“”It was crazy how small the world truly was. It was a matter of opening up to it.” ~Colum McCann, Let the Great World Spin
My niece, Lorelei, could spend an entire afternoon singing “It’s a Small World.” She lives in Florida and when my sister and brother-in-law take her to Disney World (which happens often), she immediately asks to go on that ride. She loves all of the music, the different scenes, and the boat ride. For my niece and her generation, the world is small and growing smaller all the time.
The quote above from Let the Great World Spin, a remarkable read that I highly recommend, got me to thinking about all of my own small world examples. It still amazes me that in a city of millions, the many circles I run in merge and overlap so often. Some fun examples:
1.) My friend, Amanda, found me through my blog after we went to Penn together (graduated the same year) and lived in the same city (D.C.) for two years. I probably saw her out in the world countless times, though our writing actually lead us to one another.
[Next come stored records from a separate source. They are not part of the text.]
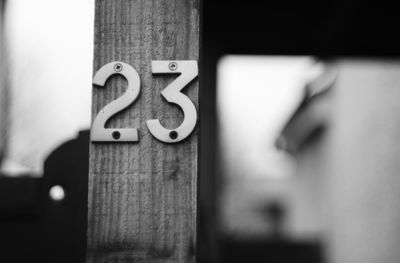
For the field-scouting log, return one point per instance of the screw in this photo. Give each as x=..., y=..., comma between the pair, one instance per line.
x=173, y=66
x=57, y=193
x=116, y=135
x=173, y=135
x=118, y=67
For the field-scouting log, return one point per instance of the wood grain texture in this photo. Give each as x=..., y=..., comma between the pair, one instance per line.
x=4, y=94
x=142, y=195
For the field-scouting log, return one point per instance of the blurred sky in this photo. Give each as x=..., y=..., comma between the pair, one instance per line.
x=50, y=46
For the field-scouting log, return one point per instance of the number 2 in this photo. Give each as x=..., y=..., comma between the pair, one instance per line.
x=99, y=133
x=172, y=93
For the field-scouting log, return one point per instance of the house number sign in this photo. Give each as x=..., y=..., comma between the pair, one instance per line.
x=187, y=69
Our friend, Sara, found me through a mutual friend and as it turned out she lived in D.C. at the same time Amanda and I lived there, and her and Amanda have remarkably similar circumstances in their personal lives.
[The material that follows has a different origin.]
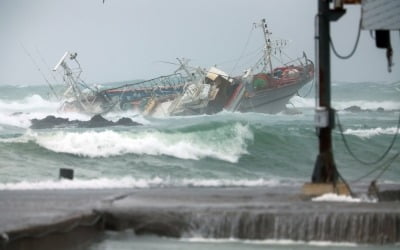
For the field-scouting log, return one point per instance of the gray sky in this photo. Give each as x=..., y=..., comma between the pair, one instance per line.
x=124, y=39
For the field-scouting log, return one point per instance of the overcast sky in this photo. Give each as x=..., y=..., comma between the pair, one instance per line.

2.) People have a habit of recurring in my life. Even separated by many miles and years, old friends pop up in the most unlikely places and I always laugh when I learn that our paths have run so close together without even knowing it. My favorite of these is my friend, Jeff, who shows up as my little guardian angel right when I need him most – for example, when I’m job hunting (he helped start my career in professional theatre) or completely lost in Amsterdam (I ran into him on street corner when completely at my wit’s end.) We barely talk between those instances and yet it he never feels like a stranger to me.
3.) Twitter, Facebook, and blogs of every variety make it easy to find out pack. I love that geography no longer limits the relationships to begin, build, and keep. Let people talk about information overload – for us information junkies, Twitter creates a dream-come-true candy store.
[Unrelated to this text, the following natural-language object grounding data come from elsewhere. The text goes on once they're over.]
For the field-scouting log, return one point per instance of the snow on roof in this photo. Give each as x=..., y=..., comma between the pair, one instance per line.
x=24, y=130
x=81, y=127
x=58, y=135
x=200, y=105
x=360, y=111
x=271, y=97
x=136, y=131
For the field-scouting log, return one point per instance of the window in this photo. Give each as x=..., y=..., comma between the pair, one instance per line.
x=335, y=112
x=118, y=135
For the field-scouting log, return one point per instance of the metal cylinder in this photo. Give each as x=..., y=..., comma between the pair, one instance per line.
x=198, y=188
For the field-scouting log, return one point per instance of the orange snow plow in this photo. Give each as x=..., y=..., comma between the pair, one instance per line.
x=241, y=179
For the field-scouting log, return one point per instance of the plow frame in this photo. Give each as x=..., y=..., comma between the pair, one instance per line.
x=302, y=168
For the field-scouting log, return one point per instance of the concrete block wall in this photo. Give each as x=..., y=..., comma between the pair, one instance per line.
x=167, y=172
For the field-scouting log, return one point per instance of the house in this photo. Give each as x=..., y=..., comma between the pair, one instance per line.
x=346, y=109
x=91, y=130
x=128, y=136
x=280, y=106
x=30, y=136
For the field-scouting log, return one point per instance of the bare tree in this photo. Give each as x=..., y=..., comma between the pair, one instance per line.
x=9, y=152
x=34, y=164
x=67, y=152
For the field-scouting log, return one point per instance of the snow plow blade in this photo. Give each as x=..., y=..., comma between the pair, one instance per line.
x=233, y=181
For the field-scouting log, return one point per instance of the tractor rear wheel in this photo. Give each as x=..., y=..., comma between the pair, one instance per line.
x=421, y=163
4.) Books build bridges across time and space. I love that the writing of people who lived centuries before me have stories that resonate with me. And I feel such a gratitude toward them for writing it all down. Those experiences keep me writing, in the hopes that centuries from now someone may read something I wrote and think “here’s a person who gets me.”
5.) I love confluence and synchronicity. I love the feeling that rises up when something unexpected happens to me and I understand why. Steve Jobs said that we only understand our lives and how they unfold by looking backward. I agree. When I reflect on my own history, even when it seemed so random in the moment, a reason for every circumstance always appears clear as day. This realization makes tough times easier to manage.
What experiences make you feel like we live in a small (or big, as the case may be) world?